Inspired by The Green Planet, Ani Talwar talks about five of the most captivating survival tactics that have been studied in nature.
Image Credits: Pixabay
You might have seen David Attenborough’s The Green Planet since it started airing a few weeks ago on television, or simply heard about it from your friends and family. This great new Attenborough series has inspired me to take my own journey into nature and highlight for you five of the most, in my opinion, captivating survival tactics our planet has.
1. Seed spread
The ecballium elaterium (known as a squirting cucumber) that was filmed in The Green Planet, is first in my list here, since it inspired this article to begin with. As a small pod-like plant, it releases it’s seeds in an explosive jet of water, spreading the seeds so they can grow in new areas. They eject their seeds with such force that they can travel up to 6 metres (or 20 feet) from the plant itself! This plant can actually be found at the Cambridge University Botanical Garden, despite being originally native to the Mediterranean.
2. A life in shelter
Although the sun helps us find our way through the day, not all life needs light. Bats and snakes are adapted to spending their time in caves; in fact, animals that are specialised to living in caves even have their own name: Troglofauna. However, one specific African animal has been credited with the expansion of a particular cave called Kitum Cave, on the side of Mount Elgon: elephants! It has been said they break rocks in the area to get sodium from them, and have contributed to the 160 metres long cave system.

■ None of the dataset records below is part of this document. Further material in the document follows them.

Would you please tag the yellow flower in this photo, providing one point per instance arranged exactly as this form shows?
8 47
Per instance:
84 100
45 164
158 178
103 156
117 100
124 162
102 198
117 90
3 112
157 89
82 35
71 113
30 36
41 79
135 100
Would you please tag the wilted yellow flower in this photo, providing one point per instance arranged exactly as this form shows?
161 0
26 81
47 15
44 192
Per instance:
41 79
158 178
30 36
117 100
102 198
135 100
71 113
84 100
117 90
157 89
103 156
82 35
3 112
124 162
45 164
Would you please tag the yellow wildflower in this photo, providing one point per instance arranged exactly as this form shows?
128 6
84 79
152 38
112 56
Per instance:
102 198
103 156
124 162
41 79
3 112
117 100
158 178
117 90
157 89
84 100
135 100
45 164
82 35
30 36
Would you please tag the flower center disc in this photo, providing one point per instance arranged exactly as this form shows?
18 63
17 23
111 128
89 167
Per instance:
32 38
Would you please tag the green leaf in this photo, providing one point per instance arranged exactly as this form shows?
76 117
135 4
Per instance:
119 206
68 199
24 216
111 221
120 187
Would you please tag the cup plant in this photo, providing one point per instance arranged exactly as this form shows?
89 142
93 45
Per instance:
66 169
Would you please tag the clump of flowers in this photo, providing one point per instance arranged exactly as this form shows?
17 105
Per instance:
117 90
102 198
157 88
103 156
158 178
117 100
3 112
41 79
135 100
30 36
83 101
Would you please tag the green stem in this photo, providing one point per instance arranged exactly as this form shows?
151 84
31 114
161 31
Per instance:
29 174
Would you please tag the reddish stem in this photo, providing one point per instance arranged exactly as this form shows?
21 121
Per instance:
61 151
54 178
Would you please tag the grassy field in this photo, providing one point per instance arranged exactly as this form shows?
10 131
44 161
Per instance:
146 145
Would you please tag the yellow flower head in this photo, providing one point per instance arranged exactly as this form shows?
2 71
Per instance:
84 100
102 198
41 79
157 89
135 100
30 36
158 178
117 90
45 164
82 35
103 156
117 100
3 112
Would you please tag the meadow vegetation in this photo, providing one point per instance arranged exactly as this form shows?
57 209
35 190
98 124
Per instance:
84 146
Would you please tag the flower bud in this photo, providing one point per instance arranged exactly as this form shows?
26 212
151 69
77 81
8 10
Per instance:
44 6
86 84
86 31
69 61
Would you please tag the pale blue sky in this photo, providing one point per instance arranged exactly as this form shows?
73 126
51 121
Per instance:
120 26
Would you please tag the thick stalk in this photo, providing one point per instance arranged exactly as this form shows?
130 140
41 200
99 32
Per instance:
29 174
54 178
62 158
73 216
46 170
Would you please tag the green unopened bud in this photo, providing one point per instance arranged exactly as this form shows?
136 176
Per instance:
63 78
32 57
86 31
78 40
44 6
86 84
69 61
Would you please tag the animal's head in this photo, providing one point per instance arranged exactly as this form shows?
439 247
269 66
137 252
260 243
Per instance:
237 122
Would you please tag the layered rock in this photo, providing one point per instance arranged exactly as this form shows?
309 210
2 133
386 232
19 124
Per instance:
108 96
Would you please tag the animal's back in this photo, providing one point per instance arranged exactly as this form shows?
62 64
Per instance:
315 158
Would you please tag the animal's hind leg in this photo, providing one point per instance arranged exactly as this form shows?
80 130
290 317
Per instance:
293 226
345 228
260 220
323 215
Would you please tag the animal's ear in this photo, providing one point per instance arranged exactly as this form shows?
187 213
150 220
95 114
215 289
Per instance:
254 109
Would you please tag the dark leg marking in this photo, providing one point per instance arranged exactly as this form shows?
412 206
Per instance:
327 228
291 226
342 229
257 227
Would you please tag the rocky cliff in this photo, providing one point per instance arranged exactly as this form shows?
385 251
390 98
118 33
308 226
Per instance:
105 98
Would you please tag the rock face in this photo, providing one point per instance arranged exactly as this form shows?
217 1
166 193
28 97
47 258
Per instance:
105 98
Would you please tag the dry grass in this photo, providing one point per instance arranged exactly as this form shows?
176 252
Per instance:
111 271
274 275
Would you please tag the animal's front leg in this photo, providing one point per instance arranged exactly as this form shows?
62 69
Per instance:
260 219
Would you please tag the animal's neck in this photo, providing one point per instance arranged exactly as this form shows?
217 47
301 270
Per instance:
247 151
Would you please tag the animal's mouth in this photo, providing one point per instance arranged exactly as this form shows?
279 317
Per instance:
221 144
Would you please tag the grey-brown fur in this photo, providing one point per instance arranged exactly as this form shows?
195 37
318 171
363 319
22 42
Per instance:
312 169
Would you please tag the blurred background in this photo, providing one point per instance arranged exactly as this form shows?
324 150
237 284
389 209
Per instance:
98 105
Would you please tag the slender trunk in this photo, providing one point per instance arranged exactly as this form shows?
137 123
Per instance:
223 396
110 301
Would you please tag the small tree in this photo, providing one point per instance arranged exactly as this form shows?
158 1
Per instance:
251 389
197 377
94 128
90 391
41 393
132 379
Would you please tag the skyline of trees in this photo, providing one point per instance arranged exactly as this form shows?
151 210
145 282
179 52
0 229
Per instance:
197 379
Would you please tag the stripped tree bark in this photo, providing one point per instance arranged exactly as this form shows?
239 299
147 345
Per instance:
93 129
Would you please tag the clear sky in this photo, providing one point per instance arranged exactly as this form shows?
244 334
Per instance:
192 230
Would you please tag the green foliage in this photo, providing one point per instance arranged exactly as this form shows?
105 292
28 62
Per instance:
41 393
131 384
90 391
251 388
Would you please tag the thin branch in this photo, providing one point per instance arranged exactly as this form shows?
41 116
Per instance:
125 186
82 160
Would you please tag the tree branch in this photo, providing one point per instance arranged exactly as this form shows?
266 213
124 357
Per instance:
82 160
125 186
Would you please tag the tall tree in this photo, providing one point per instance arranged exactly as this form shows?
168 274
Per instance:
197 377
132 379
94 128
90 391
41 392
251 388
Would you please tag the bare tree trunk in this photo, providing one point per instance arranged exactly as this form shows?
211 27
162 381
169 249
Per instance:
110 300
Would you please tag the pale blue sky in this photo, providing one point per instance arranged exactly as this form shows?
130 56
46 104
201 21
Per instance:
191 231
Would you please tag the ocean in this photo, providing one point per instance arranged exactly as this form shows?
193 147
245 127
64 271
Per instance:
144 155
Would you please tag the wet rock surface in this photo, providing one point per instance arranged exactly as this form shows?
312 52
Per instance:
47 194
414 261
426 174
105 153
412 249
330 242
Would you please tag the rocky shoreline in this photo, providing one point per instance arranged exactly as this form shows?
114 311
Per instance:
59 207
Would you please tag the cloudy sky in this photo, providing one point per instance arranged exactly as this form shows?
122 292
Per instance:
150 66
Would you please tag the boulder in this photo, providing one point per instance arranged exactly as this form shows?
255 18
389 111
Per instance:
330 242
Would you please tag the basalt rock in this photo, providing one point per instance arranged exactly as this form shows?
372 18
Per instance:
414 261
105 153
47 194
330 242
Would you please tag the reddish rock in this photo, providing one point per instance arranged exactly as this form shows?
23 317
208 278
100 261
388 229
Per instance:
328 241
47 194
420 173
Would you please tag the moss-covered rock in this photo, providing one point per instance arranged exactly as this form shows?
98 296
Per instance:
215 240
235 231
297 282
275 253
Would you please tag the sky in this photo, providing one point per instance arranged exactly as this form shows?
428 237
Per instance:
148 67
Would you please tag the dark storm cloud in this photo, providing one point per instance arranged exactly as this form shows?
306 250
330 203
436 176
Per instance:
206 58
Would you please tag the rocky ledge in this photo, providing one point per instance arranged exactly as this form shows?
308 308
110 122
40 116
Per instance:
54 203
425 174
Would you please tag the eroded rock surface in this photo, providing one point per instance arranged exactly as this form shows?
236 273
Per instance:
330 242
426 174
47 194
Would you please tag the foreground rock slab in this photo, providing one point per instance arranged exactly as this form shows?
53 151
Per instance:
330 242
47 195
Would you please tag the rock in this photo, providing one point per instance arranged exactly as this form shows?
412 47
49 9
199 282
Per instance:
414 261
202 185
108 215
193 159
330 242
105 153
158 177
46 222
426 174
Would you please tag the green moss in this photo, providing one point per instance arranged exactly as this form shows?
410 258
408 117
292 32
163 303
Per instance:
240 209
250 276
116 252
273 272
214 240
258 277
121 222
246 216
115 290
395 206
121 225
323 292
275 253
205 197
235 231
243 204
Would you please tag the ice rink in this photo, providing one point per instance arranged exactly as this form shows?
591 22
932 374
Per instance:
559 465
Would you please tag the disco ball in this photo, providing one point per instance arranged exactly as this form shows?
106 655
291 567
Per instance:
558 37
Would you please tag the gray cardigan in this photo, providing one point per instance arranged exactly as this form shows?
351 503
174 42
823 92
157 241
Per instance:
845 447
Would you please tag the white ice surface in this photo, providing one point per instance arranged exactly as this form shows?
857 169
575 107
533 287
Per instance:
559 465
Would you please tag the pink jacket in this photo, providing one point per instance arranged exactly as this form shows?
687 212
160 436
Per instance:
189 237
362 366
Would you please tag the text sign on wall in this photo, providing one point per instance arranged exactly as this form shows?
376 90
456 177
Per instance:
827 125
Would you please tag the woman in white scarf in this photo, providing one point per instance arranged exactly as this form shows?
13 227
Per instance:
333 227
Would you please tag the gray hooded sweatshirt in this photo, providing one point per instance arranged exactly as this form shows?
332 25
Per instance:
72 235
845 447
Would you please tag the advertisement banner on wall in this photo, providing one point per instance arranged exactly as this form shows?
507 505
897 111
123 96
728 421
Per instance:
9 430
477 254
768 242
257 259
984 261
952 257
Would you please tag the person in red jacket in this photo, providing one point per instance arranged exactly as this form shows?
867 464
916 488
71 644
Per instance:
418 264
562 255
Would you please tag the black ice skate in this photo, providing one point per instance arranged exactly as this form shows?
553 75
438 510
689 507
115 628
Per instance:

Image Credits: Artistic/Operations
3. Surviving the depths
In underwater caves, there is lack of light, food, and oxygen, and yet remarkably, life perseveres. In the Bahamas, caves known as ‘blue holes’ have intrigued scientists, due to the variety of life that has been found inside them. In fact, the survival of the bacteria that have been identified are allowing scientists to work out various ways in which life might have developed on Earth.
4. Life in blazing heat
As we know, there are some extremely hot places on Earth, yet life can even survive in these tremendous temperatures; a place of note is in Ethiopia, known as the ‘Gateway to Hell’. With hot pools of sulphur, as well as cool copper puddles, expeditions to this area have had to begin by simply figuring out how to work in these extreme conditions in the first place.
In 2017, samples from the Danakil area revealed there was surviving bacterial life, somehow adapted to live with lots of acid, heat, and salt, creating a new record for life found in areas with the lowest pH (the previous record was in the Spanish Rio Tinto River at a pH of 2, but these acid pools have life at pH 0) So far, scientists believe the bacteria is surviving by using similar mechanisms to hydrothermal life systems: where proteins/enzymes are more stable at higher temperatures due to more amino acid bonds.